Сходят с трона и рука об руку выходят из дворца: его ведёт под правую руку татуня, её под левую — княгиня Мстиславская. Впереди идёт протопоп Терентий и кропит путь святой водой. По сторонам — рынды в белых кафтанах, в высоких шапках и с серебряными бердышами на плечах... Всё идёт в Успенский собор между шпалерами стрельцов и алебардщиков. Тут же несут скипетр и державное яблоко.

А народу-то, народу — кажется, Кремль весь провалится под топотом ног человеческих, стены и храмы распадутся от звона колокольного, от сдержанного рокота нескольких сот тысяч народных глоток.

— Вон она, матыньки, царская невеста. Ох, в сарафанике, касатая.

— Цыпочка-то какая, матушка Богородушка! Уж и цыпочка — ах, святители!

— А скифетро-то, скифетро, паря! Вон оно! Вон оно, — ах ты, Господи!

— Где скифетро-то? Покажь, покажь, ради Христа!

— Да вон оно, чёрт! Вон на шапке-то, ишь, перо какое! Ай-ай-ай! Уж и скифетро!

— Ишь ты, и вся не хитра, перина-то эта, а вон на ней, на перине-то на этой, весь свет держится.

— Ай, батюшки! И Литва-то в церковь идёт. Ай, грех какой!

— Что ты врёшь?

— Вот те крест честной — так-таки и вошли своими погаными ногами.

— Ай-ай-ай! Ну, и пропало же наше скифетро, братцы, — плакало... Пропало...

А с обоих клиросов при вступлении в собор жениха и невесты гремят и заливаются сотни голосов: «Многая лета! Многая лета! Многая лета!»... Да, многая... От 8 мая до 17...

«Многая лета, многая», — мысленно повторяет Шуйский. «До седьмого на десять майя... Память преподобного Стефана, архиепископа цареградского... Ох, как много ещё ждать... Девять дён — больше двухсот часов — более десяти тысяч минут! — О, и не сочтёшь... Миллионы биений сердца... И с каждым биением его волос седеет, а у меня уж и седеть-то нечему. Дождусь ли?.. Многая, многая лета. Пятьдесят четвёртый год оно бьётся, как голубь. Избилось всё, истрепалось — ничего и никого не любит... Вот он — одних подошв не износил, а дошёл до престола, а я бы и железные, адамантовые, кажись, подошвы протёр, а всё не добрел».

Марина чувствует, что её увлекают какие-то волны: эти громовые возгласы: «многая лета», этот целый лес зажжённых свечей у образов и во всех паникадилах, эти блестящие ризы всего церковного клира и всего освящённого собора, церемония целования образов и мощей — всё это как будто отняло у девушки последнюю волю, и она машинально ходила от образа к образу, от мощей к мощам, поддерживаемая отцом и княгиней Мстиславской.

Ей бросается в глаза трон, два, три трона.

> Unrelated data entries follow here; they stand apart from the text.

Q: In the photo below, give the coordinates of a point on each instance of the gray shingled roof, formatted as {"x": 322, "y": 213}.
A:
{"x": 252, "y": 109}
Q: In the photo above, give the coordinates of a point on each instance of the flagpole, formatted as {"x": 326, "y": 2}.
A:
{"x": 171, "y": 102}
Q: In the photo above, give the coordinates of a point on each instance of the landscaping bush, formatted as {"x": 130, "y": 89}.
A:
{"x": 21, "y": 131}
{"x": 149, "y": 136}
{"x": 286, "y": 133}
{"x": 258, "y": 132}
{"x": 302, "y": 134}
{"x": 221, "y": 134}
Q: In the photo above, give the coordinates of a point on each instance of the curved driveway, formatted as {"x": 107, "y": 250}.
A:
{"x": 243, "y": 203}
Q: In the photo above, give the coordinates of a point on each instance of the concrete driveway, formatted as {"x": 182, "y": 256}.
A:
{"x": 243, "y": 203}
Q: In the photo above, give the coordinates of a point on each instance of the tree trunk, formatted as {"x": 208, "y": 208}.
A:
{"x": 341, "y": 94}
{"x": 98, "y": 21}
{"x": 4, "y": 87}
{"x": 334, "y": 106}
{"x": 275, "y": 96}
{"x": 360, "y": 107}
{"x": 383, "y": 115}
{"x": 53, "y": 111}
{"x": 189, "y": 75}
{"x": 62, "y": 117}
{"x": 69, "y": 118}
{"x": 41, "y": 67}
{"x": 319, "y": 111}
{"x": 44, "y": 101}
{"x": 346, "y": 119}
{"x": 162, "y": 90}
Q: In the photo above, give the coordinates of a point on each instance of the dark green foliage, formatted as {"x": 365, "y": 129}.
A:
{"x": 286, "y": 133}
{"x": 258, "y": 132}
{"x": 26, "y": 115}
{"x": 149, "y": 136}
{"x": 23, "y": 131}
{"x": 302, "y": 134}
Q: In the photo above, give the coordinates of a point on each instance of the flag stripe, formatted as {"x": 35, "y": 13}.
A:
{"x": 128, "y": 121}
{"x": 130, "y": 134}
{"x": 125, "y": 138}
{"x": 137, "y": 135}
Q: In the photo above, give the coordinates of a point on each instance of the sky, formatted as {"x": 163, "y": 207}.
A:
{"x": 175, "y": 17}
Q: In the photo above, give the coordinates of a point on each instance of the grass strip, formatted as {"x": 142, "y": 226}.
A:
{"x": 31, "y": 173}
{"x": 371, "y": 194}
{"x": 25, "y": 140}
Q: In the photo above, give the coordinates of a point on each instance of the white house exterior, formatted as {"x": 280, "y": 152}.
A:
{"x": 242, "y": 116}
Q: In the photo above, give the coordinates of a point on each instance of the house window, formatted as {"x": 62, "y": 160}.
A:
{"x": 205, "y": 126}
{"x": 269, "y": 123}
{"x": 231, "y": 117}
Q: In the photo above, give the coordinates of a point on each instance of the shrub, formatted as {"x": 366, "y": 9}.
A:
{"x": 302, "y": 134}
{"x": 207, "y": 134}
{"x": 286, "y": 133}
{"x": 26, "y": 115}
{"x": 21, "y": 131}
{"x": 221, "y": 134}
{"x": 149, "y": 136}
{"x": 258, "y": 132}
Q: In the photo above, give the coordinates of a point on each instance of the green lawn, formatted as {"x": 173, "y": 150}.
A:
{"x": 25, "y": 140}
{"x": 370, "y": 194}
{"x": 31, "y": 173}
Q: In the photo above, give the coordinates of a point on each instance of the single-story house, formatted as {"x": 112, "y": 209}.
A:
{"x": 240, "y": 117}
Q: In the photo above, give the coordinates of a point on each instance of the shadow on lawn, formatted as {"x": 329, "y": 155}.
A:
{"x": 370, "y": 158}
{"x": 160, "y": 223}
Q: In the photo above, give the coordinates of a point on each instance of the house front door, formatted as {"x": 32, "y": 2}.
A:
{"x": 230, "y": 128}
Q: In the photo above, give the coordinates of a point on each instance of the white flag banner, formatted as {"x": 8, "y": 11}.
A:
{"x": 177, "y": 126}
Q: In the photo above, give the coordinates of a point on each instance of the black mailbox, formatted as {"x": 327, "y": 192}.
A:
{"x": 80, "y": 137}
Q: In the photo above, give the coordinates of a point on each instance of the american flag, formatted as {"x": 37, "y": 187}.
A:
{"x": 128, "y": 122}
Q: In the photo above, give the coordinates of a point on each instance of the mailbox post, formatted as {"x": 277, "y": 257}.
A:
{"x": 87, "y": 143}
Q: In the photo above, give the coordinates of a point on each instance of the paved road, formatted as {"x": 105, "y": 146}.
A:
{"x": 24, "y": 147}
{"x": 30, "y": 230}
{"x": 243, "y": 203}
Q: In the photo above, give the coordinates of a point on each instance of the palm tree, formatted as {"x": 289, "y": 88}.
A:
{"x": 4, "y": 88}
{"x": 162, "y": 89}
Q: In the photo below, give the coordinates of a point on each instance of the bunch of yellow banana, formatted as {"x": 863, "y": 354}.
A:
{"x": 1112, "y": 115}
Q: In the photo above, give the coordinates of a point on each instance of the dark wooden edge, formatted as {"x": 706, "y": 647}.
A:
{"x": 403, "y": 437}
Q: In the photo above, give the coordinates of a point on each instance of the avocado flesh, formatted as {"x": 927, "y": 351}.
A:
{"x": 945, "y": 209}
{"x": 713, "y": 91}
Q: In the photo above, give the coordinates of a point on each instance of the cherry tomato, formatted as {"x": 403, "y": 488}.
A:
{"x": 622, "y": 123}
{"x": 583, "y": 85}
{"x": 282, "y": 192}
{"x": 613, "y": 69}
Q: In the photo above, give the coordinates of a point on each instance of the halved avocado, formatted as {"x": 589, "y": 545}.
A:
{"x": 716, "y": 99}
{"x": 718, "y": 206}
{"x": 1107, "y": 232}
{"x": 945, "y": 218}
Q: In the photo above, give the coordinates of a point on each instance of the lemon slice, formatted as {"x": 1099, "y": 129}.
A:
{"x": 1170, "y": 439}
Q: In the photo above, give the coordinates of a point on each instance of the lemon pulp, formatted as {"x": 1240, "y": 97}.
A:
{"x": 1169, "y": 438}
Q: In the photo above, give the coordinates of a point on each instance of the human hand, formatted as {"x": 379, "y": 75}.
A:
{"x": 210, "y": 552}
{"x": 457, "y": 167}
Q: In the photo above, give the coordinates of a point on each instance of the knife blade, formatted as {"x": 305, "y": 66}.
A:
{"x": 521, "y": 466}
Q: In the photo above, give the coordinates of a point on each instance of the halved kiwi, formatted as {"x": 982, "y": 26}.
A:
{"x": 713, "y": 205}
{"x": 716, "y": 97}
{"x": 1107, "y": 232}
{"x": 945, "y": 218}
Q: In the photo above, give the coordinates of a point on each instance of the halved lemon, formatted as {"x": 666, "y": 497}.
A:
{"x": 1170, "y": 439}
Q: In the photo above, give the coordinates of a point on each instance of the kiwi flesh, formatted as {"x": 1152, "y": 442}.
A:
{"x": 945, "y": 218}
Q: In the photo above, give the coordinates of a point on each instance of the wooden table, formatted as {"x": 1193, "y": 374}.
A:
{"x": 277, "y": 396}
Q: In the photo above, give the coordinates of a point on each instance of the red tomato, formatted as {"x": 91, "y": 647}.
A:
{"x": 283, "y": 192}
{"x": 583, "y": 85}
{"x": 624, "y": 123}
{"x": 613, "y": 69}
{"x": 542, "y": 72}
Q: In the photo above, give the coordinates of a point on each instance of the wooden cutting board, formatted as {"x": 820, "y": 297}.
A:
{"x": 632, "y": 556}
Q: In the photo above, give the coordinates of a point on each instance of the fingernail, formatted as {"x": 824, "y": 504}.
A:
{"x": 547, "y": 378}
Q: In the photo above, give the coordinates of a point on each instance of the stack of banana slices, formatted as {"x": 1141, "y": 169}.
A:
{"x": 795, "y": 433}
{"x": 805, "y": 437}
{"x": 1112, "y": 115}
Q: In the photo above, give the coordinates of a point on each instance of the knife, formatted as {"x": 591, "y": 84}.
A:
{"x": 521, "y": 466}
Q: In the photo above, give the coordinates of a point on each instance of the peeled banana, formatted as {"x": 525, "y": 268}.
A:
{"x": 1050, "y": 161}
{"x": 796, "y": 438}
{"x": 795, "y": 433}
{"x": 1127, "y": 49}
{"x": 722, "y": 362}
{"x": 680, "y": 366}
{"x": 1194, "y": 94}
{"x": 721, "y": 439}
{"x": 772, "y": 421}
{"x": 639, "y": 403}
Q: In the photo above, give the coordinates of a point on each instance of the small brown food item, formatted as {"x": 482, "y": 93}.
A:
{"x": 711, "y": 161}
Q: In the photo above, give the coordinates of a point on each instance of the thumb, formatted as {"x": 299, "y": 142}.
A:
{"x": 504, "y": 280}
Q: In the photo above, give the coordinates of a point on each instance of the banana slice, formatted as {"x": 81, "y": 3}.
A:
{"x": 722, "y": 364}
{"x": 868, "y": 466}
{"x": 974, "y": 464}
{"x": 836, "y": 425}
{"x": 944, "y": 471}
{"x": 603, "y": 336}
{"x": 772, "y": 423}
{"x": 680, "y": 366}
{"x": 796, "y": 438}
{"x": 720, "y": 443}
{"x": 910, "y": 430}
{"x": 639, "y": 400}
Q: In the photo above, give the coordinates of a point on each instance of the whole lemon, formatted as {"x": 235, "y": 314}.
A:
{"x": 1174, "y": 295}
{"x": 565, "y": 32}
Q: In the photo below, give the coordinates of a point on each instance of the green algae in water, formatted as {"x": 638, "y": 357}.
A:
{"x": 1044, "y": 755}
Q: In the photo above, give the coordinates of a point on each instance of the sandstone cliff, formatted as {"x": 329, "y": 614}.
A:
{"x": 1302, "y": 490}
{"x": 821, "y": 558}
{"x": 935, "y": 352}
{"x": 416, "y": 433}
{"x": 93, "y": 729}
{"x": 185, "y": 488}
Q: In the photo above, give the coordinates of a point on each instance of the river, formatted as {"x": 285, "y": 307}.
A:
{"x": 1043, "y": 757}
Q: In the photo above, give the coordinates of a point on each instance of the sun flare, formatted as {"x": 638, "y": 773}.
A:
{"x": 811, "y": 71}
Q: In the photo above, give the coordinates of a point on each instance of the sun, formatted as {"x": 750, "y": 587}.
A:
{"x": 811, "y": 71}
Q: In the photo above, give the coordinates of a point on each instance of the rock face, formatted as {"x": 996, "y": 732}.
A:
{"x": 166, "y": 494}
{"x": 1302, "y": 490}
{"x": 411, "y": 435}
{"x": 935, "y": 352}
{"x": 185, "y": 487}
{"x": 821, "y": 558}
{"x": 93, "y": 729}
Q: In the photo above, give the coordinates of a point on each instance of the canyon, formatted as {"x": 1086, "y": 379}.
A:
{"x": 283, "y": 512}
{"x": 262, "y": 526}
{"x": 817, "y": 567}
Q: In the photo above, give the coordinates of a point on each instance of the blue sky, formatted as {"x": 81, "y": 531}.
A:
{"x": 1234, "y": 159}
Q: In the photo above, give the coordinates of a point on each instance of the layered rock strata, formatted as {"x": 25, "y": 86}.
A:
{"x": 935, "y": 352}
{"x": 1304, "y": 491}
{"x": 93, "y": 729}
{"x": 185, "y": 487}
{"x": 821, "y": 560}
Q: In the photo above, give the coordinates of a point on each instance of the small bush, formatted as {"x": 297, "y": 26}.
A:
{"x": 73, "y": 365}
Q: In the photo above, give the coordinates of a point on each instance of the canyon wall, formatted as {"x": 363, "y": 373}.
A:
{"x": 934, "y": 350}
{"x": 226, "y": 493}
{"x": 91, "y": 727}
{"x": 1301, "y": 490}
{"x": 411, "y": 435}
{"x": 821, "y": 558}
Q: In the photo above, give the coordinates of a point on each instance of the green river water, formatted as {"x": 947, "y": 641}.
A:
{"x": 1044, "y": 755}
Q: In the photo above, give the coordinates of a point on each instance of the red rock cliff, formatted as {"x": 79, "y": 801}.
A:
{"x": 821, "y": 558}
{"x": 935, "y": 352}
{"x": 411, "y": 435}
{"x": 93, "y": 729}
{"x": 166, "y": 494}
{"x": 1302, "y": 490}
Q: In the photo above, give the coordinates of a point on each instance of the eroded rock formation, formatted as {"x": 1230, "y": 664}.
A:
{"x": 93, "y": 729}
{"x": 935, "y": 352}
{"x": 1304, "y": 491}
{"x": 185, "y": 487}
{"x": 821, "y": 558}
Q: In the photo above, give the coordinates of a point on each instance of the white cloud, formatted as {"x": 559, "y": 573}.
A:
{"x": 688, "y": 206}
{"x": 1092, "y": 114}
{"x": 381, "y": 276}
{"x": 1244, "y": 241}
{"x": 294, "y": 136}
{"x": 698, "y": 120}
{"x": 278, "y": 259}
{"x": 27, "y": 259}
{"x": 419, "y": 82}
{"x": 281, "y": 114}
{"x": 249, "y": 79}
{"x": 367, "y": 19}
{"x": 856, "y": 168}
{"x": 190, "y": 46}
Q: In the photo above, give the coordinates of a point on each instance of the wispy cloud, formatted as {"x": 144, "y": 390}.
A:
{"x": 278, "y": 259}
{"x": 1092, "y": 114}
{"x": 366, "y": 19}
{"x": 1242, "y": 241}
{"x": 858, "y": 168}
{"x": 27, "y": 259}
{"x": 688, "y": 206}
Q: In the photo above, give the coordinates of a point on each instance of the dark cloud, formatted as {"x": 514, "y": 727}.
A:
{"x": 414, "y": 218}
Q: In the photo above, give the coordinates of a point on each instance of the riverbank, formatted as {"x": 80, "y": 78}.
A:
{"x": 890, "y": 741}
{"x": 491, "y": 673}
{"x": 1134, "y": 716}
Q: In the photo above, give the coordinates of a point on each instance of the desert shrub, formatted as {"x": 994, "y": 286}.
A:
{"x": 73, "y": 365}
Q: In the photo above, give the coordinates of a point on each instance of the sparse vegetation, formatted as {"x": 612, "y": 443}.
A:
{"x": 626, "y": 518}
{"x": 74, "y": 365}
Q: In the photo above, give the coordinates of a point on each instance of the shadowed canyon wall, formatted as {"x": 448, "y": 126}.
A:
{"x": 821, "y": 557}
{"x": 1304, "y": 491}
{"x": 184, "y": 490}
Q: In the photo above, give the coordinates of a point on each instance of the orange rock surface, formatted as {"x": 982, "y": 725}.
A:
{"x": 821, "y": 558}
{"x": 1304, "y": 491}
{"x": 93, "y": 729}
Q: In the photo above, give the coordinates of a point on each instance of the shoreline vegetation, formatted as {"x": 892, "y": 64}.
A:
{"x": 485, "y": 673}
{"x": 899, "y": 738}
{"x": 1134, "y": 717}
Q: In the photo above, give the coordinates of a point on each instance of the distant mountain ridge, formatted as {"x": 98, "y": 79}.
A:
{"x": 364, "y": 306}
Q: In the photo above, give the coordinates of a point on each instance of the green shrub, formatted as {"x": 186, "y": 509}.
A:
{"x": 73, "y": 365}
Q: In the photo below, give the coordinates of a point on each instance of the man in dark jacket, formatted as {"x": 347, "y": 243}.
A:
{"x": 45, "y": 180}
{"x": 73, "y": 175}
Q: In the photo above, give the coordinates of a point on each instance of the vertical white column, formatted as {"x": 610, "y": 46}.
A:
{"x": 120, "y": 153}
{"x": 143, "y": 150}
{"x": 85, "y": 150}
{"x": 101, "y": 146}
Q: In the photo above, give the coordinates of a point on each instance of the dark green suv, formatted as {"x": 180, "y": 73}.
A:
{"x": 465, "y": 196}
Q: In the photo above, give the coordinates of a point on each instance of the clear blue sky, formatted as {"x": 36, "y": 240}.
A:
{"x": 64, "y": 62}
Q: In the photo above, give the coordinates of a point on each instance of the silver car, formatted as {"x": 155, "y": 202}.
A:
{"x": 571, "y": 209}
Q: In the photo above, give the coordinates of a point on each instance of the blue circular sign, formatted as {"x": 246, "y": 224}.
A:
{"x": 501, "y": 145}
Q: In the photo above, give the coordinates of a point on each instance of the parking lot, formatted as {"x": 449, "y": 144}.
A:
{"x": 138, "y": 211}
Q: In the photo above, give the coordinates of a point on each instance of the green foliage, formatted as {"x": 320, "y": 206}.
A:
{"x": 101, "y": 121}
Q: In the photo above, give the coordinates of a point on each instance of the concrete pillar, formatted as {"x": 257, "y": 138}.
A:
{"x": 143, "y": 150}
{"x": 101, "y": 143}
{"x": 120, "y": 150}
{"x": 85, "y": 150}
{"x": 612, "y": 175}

Подходит патриарх и, взяв царя и её за руки, возводит куда-то высоко, на чертожное место, через двенадцать ступенек к этим самым тронам.

Один трон стоит посредине возвышения — он весь золотой, усыпанный каменьями: шестьюстами алмазами, шестьюстами рубинами, шестьюстами сапфирами, шестьюстами бирюзовыми камнями. По сторонам — два малых трона: один — для Марины, другой — для патриарха, весь чёрный.

Царя сажают на большой трон, Марину на малый, патриарх занимает чёрный трон...

К патриарху подносят крест, потом бармы и диадему, потом корону. Патриарх даёт всё это целовать Марине, возлагает на неё руку, творит молитвы и коронует её.

Марина коронована.

Она опомнилась, когда почувствовала что-то холодное на лбу — это был золотой обод короны! Так вот оно коронование! Как легко, кажется, сделаться коронованной особой. И из-за того только, чтобы чувствовать у себя на лбу холод золотого ободка, проливается столько крови...

А Шуйский смиренно стоит у подножия чертожного места и чувствует, что гвоздём сверлят у него под черепом неотвязчивая мысль: «Двенадцать ступенек всего, а как высоко! А если из-под того венца будет смотреть сюда другое лицо? Золото на седых волосах, а это молодое лицо — в гробу».

— Князь Василий, поправь ноги мне и царице, — тихо говорит царь.

Шуйский вздрагивает. Потом быстро поднимается к тронам и переставляет ноги сначала у Димитрия, потом у Марины. «Уж и ножки же... На чём только она ходит? Словно у малого ребёнка».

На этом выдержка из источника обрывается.